La cour va dès lors appliquer ces principes au cas d’espèce. Elle constate qu’il a été mis un terme au contrat de stage deux jours avant la fin normale de celui-ci. La rupture est dès lors irrégulière, vu l’absence de décision du FOREm. Elle alloue des dommages et intérêts correspondant à la prime d’encouragement pour la fin de la formation et, vu le non respect de l’obligation d’engager la travailleuse pendant une période équivalente, elle évalue le préjudice subi. Il s’agit de l’équivalent de la rémunération qui aurait été perçue, sous déduction des revenus de l’intéressée pendant la période correspondante.

La cour examine, en sus, un élément du préjudice particulier, étant la perte d’une expérience professionnelle supplémentaire valorisable sur le marché de l’emploi.

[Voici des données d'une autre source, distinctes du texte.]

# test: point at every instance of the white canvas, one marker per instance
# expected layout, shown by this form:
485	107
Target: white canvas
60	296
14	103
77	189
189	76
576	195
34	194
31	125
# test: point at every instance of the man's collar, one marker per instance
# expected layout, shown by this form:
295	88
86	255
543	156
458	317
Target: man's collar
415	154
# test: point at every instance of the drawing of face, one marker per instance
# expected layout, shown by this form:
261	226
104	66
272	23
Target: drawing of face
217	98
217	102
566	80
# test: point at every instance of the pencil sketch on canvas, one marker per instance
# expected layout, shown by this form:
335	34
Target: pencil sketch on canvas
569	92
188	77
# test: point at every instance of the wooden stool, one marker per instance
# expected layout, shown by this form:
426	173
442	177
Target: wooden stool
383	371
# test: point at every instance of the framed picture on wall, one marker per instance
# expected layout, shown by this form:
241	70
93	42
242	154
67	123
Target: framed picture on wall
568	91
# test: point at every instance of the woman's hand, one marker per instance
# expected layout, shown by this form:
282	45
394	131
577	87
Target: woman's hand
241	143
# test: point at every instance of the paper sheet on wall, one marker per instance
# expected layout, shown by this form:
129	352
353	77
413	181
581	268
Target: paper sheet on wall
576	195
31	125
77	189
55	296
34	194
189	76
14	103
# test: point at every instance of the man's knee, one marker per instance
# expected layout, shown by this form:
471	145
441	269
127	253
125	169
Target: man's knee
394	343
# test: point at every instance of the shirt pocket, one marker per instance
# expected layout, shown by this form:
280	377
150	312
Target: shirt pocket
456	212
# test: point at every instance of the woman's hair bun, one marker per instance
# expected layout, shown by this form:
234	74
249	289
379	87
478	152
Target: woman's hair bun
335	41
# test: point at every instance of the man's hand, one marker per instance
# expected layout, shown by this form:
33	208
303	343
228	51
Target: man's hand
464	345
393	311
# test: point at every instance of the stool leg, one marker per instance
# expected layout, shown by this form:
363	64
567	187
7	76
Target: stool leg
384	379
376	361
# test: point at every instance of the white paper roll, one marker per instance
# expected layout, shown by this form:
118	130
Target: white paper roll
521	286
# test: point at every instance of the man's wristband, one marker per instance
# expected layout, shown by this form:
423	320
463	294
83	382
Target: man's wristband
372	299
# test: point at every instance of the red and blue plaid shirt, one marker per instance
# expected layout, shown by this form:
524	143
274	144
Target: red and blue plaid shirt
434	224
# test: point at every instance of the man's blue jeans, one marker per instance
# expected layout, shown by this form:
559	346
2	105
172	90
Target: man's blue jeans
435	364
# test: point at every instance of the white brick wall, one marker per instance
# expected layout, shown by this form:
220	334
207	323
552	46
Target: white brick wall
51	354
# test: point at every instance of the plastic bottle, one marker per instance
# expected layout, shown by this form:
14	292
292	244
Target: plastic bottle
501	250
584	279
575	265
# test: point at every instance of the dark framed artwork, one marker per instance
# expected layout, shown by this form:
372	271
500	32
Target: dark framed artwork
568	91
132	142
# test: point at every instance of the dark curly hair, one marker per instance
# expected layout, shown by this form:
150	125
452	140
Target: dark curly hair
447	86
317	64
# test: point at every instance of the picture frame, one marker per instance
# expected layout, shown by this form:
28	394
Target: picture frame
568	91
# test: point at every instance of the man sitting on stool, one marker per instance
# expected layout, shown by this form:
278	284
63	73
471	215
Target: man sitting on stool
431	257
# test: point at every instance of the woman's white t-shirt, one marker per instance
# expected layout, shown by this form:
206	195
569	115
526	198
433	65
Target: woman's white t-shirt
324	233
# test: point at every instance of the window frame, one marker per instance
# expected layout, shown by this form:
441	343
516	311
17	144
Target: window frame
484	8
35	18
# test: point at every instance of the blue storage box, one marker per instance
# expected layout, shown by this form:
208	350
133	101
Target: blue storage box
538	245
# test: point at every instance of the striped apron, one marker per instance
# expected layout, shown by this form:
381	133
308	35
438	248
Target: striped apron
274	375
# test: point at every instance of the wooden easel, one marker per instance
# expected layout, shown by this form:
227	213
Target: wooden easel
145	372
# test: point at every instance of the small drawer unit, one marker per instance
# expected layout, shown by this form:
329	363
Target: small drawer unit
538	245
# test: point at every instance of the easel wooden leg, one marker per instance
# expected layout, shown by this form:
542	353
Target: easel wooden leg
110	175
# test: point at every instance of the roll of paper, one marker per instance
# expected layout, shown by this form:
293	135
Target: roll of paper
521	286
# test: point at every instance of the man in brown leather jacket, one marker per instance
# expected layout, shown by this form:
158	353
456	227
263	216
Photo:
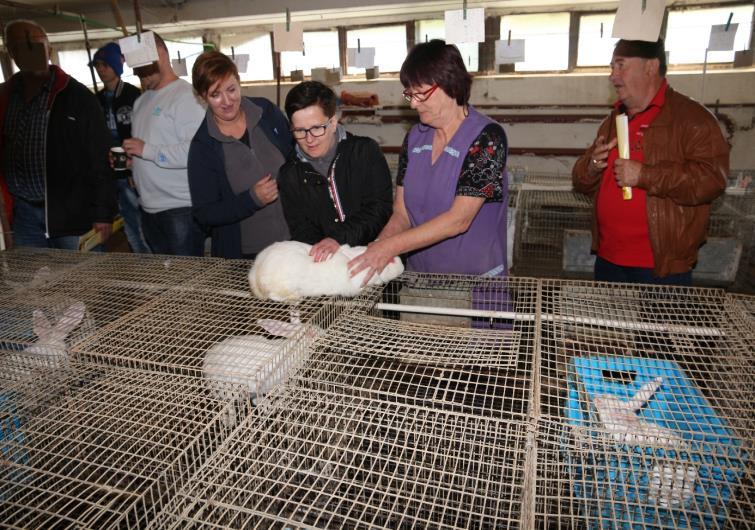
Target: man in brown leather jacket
678	164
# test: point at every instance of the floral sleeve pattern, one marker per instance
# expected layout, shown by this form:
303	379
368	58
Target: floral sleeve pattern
403	161
482	170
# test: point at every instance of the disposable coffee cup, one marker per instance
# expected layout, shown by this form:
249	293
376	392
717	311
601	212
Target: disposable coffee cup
120	159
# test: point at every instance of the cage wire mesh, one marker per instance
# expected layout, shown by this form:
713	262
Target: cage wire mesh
647	408
214	327
328	460
26	268
107	451
542	217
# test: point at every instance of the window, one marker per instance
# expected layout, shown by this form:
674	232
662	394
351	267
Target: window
595	48
76	64
546	40
436	29
688	32
389	43
320	51
260	66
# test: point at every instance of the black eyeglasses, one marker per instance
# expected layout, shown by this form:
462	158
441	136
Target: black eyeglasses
419	97
316	131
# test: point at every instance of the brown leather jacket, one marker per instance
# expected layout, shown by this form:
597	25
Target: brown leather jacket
686	166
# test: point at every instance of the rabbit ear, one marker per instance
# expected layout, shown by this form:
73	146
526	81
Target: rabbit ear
71	318
42	326
279	328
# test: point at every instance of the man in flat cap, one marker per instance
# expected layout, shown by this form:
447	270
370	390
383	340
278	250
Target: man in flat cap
678	164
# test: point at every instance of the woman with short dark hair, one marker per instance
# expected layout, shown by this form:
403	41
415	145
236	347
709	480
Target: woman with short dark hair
234	160
449	213
336	187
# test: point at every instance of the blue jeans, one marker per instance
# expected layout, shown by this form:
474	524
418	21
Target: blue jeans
128	204
174	232
605	271
29	228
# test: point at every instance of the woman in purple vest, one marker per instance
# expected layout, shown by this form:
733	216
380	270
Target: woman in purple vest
449	213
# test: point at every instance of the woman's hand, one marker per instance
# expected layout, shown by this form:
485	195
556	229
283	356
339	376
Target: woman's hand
377	256
323	250
266	189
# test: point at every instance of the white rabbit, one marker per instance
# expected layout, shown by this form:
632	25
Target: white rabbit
285	271
50	349
671	483
242	359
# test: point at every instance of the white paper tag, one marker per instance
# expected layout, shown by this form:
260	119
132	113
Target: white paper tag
632	23
509	54
362	57
291	40
139	50
179	67
722	40
470	29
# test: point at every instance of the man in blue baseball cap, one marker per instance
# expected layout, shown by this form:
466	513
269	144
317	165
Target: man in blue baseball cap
117	99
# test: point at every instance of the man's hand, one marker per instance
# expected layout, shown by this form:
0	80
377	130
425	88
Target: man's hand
598	163
627	172
266	189
133	146
323	250
105	229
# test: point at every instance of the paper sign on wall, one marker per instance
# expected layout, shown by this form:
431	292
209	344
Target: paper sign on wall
242	62
361	57
291	40
722	40
139	50
471	29
634	23
509	53
179	67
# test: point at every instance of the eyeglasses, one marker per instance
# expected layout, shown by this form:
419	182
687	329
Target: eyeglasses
316	131
419	97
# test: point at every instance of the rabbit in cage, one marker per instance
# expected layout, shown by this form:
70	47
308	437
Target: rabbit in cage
671	482
285	271
240	359
50	349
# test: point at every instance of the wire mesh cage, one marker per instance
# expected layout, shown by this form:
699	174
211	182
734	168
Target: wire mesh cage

Ce préjudice n’étant pas contesté, la cour considère qu’il peut être fixé à 1500€.

Elle rejette dès lors l’appel, émendant cependant le jugement quant aux sommes retenues, et ce en fonction des éléments ci-dessus.

Intérêt de la décision

Cet arrêt rappelle le mécanisme particulier du contrat de stage de formation-insertion en entreprise.

L’intervention du FOREm est capitale en cas de rupture avant le terme. Les conditions de régularité de la décision du directeur du FOREm sont, par ailleurs, susceptibles d’être soumises au contrôle judiciaire. Ainsi, dans un arrêt du 25 avril 2012, la Cour du travail de Liège a considéré qu’en cas d’irrégularité de la décision de rupture prise par le FOREm, il y a responsabilité de l’administration et que dans cette hypothèse une demande de dommages et intérêts formulée à l’égard de l’entreprise n’est pas fondée (C. trav. Liège, sect. Neufchâteau, 25 avril 2012, R.G. n° 2011/AU/068 disponible sur www.terralaboris.be). De même, dans le cadre du même type de contrat de formation professionnelle en entreprise régi par l’arrêté du gouvernement flamand du 21 décembre 1988, - qui a un statut similaire à celui dont question dans l’arrêt ci-dessus - il y a lieu d’obtenir l’accord de l’Office de formation professionnelle si l’employeur souhaite licencier pour des motifs d’insatisfaction professionnelle (voir en ce sens C. trav. Bruxelles, 21 mai 2012, R.G. n° 2010/AB/255, également disponible sur www.terralaboris.be).